Phil Bergerson: A Retrospective

Introduction by Robert Burley

Published on 03/01/ 2020

Photographic Journeys

This book tells the story of Phil Bergerson’s many photographic journeys. Most were taken by car, some with the specific purpose of making photographs, others sparked by his complementary obsessions: an intense curiosity about the world and a penchant for asking questions that, to put it mildly, could not be easily answered. During the more than four decades I’ve known and worked with Bergerson, I’ve been drawn into his expeditions with a kind of inevitability, and also with a guarantee of the shotgun seat beside him.

Even when I thought I knew where we were headed and why, I probably didn’t. Behind the wheel and elsewhere, Bergerson was first a photographer and a teacher, but also a cultural animateur and a guide: a person who took you on serpentine routes, pointing out things you would have otherwise missed. He was process personified; the destination was the journey, fuelled by the restless certainty he imparted to you that every interesting stop would invariably lead to a more interesting one a few miles down the road. At least I was smart enough then not to ask him if we were there yet.

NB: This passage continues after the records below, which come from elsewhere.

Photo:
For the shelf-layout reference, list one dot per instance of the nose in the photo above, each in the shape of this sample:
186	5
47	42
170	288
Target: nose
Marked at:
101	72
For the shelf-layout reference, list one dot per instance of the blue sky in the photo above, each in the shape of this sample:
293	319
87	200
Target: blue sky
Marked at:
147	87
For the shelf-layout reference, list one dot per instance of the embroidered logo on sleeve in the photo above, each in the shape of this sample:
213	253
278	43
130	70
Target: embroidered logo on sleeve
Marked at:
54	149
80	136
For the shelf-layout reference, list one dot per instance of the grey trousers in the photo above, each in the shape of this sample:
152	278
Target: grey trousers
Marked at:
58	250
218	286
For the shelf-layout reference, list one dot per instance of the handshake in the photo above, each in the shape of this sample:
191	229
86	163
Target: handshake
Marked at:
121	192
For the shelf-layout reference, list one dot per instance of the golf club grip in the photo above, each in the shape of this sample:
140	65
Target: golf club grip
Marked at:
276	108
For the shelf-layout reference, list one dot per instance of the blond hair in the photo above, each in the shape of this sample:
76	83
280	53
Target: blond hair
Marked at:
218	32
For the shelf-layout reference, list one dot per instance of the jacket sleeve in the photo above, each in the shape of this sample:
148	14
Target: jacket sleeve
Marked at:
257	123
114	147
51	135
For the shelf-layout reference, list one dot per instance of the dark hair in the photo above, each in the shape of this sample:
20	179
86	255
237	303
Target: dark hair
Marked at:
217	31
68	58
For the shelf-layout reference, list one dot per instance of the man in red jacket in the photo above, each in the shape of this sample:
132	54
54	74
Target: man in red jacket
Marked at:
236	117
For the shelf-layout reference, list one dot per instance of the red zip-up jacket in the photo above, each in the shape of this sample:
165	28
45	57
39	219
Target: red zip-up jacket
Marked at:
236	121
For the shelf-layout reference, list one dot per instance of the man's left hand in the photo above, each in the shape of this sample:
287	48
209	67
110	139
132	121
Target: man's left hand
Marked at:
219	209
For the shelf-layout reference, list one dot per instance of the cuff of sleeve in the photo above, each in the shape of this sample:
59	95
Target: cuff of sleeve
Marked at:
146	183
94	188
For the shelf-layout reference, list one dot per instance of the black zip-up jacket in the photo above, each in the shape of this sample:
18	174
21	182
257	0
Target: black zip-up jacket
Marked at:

My first meeting with Bergerson the teacher was in the 1970s at Ryerson in Toronto, when I was a Photographic Arts student. At that time, the school was a committed polytechnic, and photography was primarily taught as a technical application, but one that increasingly encompassed expressive aspiration. Bergerson, then in his twenties, was already a prolific artist who was convinced that photography’s historic quest for art status was finally being realized.

Over the few short years I spent at Ryerson as an undergraduate, he introduced me to some of the greatest names working in the medium, not only through his slide lectures in class, but in the flesh, via the remarkable public symposia he organized. I had the opportunity to meet artists W. Eugene Smith, Berenice Abbott, Robert Frank and Mary Ellen Mark, among others. Later came the theorists: Rudolf Arnheim and Allan Sekula; historians: Peter Bunnell and Helmut Gernsheim; and curators: John Szarkowski and Nathan Lyons. Looking back at this extraordinary line- up, a photography Who’s Who, it occurs to me that I wasn’t only a student being mentored by Bergerson, I was along for a different kind of ride, his own experience of learning and discovery.

Twenty years after I graduated, I found myself inside Bergerson’s unique sphere again—this time teaching alongside him in what was now the School of Image Arts at Ryerson. His own skills as a teacher had become more focussed and eclectic at once. He continued to work out of a small, packed-to-the-rafters second-floor office that also served as a color darkroom.